My Memaw is in heaven this morning.  She is no longer trapped in a body with a brain that has been slowly taken over by Alzheimer’s.  The first thing I did after I heard was thank God for taking her home.  It was what I’d been praying for.  She left a body that was lying in bed, that didn’t know anyone or even how to chew, to walk the streets of gold with her Savior and be reunited with my Pawpaw. 

Minutes later, I was overcome by grief.  How could I be sad?  But I was.  I cried.  I felt like I was going to throw up.  I loved her and she loved me.  I was hers and she was mine. 

Memories started to flood my mind.  She made the best banana pudding, fried apple pies, and chicken dumplings in the world.  She loved her cats and her dachshund puppies.  She was terrified of thunderstorms because she had lived through a tornado; her home was destroyed by one, but she and my Pawpaw were spared.  She loved going to church. She loved doing for and giving to other people. She loved and supported my kids.  She would come to preschool programs, dance recitals, ball games, church Christmas plays, and anything else that they were in. 

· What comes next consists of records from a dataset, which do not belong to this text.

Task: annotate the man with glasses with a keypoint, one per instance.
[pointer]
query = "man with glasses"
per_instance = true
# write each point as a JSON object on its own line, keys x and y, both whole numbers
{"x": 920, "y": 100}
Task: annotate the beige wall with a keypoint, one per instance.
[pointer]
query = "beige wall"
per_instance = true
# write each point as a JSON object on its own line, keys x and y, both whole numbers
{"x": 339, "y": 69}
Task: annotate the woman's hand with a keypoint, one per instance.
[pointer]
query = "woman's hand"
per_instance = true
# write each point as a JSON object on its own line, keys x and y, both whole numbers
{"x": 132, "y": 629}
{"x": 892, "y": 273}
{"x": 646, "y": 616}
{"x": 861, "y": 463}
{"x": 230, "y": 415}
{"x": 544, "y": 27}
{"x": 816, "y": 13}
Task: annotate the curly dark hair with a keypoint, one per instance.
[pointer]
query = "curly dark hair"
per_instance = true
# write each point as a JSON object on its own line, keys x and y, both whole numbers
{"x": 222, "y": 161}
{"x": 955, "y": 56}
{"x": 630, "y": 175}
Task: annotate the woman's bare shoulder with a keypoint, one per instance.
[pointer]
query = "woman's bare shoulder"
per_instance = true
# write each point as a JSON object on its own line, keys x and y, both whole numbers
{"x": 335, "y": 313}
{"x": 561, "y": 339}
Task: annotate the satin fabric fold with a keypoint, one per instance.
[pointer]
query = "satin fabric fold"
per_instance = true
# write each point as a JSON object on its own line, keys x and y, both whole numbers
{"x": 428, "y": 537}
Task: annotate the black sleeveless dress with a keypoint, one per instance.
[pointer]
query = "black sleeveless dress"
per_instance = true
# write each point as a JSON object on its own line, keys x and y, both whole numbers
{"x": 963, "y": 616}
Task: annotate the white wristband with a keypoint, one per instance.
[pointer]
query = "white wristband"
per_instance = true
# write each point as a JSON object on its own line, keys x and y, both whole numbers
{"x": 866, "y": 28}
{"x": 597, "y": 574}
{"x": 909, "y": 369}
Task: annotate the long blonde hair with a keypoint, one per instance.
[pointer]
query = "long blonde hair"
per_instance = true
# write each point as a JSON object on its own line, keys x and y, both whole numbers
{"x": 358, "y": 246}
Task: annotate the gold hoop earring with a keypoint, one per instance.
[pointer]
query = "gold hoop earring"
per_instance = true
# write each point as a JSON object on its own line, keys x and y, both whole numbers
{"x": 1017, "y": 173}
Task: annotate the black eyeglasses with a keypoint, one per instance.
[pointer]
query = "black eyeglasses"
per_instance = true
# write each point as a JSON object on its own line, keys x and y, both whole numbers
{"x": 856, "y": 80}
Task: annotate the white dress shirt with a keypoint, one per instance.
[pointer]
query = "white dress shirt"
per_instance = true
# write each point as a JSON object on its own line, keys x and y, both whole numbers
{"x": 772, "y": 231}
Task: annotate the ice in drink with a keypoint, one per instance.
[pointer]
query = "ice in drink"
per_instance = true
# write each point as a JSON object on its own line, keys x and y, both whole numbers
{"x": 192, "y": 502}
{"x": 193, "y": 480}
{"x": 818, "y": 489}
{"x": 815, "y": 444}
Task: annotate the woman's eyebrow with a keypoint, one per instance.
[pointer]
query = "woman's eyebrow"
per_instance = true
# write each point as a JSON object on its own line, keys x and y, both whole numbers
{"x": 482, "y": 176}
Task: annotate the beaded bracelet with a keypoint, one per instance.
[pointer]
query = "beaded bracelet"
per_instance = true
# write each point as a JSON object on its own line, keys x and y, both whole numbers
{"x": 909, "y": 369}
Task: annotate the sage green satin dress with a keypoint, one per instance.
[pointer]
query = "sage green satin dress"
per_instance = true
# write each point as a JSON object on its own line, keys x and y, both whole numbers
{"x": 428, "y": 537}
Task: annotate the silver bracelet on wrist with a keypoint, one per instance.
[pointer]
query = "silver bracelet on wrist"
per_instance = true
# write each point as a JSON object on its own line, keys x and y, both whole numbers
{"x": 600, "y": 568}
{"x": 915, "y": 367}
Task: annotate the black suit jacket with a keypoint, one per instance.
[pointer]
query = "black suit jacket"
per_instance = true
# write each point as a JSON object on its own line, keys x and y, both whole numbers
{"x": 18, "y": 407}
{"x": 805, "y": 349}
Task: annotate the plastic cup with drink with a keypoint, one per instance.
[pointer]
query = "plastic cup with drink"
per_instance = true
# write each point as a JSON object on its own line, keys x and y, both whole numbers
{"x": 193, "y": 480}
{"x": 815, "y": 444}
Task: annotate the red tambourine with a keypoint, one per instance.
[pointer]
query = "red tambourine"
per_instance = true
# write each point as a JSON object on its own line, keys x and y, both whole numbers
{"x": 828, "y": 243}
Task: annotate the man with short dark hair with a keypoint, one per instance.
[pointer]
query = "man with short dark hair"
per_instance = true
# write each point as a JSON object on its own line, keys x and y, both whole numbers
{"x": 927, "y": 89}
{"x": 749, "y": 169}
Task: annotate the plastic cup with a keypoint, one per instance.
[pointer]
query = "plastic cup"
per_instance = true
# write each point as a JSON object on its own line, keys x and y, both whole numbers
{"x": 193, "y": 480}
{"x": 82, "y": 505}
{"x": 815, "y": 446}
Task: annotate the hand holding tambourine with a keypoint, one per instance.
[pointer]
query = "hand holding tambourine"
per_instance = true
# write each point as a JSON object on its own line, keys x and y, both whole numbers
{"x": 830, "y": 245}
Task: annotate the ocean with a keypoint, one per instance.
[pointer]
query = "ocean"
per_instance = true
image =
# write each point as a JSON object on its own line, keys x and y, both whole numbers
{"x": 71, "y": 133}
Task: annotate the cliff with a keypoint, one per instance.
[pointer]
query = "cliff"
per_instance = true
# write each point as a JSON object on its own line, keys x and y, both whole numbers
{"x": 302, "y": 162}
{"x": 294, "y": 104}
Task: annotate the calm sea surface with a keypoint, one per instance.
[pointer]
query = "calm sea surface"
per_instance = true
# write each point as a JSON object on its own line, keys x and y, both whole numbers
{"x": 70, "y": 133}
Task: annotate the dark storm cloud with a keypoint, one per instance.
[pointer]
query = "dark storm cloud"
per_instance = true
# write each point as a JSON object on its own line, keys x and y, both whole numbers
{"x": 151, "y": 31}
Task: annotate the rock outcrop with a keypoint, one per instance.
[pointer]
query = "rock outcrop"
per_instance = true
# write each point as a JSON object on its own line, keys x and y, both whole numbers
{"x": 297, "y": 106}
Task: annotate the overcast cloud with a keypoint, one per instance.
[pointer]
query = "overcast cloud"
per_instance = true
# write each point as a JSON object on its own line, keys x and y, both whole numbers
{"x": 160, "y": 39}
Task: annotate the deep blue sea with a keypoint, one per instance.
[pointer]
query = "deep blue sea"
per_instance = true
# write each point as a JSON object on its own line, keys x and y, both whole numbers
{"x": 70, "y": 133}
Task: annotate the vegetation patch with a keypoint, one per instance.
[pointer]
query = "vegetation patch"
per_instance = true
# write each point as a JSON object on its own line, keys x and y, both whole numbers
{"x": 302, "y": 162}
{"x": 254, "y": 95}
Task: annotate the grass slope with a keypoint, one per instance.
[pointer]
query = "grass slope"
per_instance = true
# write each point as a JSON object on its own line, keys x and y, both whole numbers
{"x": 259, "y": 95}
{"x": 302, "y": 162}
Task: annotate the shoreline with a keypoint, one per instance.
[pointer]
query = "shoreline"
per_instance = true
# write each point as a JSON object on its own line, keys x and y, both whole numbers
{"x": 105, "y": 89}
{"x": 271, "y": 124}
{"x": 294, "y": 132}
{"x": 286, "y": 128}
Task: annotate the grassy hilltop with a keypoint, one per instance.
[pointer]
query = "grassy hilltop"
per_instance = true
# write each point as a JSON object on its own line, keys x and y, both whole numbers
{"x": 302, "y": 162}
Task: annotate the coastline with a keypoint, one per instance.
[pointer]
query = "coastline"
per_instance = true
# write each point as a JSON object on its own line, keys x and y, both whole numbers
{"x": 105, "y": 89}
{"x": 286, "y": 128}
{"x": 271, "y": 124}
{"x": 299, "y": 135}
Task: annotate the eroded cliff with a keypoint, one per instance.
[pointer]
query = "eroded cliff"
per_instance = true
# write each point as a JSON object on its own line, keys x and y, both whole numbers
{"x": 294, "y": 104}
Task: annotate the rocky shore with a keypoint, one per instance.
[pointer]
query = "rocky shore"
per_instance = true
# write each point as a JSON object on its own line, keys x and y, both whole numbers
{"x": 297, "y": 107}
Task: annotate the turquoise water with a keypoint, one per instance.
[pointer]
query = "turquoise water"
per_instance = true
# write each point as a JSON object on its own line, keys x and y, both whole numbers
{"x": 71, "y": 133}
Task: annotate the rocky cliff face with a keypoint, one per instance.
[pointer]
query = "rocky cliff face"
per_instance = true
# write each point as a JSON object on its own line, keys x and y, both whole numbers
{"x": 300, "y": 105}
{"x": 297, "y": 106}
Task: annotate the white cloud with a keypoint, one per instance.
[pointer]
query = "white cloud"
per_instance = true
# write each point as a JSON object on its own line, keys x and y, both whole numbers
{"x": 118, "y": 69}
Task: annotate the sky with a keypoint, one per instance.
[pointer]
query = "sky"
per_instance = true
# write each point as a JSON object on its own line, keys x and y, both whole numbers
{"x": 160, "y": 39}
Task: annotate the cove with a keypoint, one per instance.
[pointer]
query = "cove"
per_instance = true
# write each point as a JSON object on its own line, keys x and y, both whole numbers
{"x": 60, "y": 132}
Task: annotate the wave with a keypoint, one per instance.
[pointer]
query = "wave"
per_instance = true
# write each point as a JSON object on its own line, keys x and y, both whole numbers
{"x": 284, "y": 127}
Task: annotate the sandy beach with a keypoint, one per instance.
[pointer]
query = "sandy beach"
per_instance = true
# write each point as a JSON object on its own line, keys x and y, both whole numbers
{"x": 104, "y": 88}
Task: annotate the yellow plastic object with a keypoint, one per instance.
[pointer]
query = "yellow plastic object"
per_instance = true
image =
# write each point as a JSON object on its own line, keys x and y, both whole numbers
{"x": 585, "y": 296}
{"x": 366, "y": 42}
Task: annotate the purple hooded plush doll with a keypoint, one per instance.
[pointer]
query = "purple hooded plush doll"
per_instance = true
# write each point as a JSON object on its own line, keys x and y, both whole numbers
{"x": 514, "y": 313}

We always had Christmas Eve breakfast at her house.  She didn’t put up her Christmas tree until a few days before Christmas and left it up until New Year’s Day.  I remember the look in her eyes when she was mad.  She loved to play the banjo.  She loved to quilt, and I have several quilts that she made. She taught me how to do it, but I don’t have the patience for it.  She hated her middle name, Rachael. 

I’m sad that she never knew that our son Sam was called to preach or that he ran for public office.  I’m sad that she won’t get to come to Hannah’s wedding next year.  I’m sad that she wasn’t able to come to Isaac’s graduation.  I’m sad that Sara Kate didn’t get to know her like the other kids did. But I’m thankful that I got to have her for 48 years of my life.  That’s at least 20 years more than I had any of my other grandparents.  I’m glad that my kids got to have her for the years that they did. 

The thing I’ll always remember most is the advice she gave me when I was pregnant with Sam.  I was upset with someone and she said, “Honey, you just need to let that go.  You being upset is not good for you or that baby.  People are going to do stuff that they shouldn’t do, and you just have to not let it bother you.”  At the time, I didn’t see the wisdom in that. I do now, not that I don’t still have a hard time with letting things go when I’ve been wronged, but I see that it’s better for me if I can.  I think she knew that I would need to hear those words in my mind, again and again.  

Meanwhile, time marches on.  We’ll lay her to rest in a few days, beside my Pawpaw.  We’ll say our final goodbyes and go on with life.  But she will forever live on in our hearts and our memories.  And thank God, one day we’ll see her again.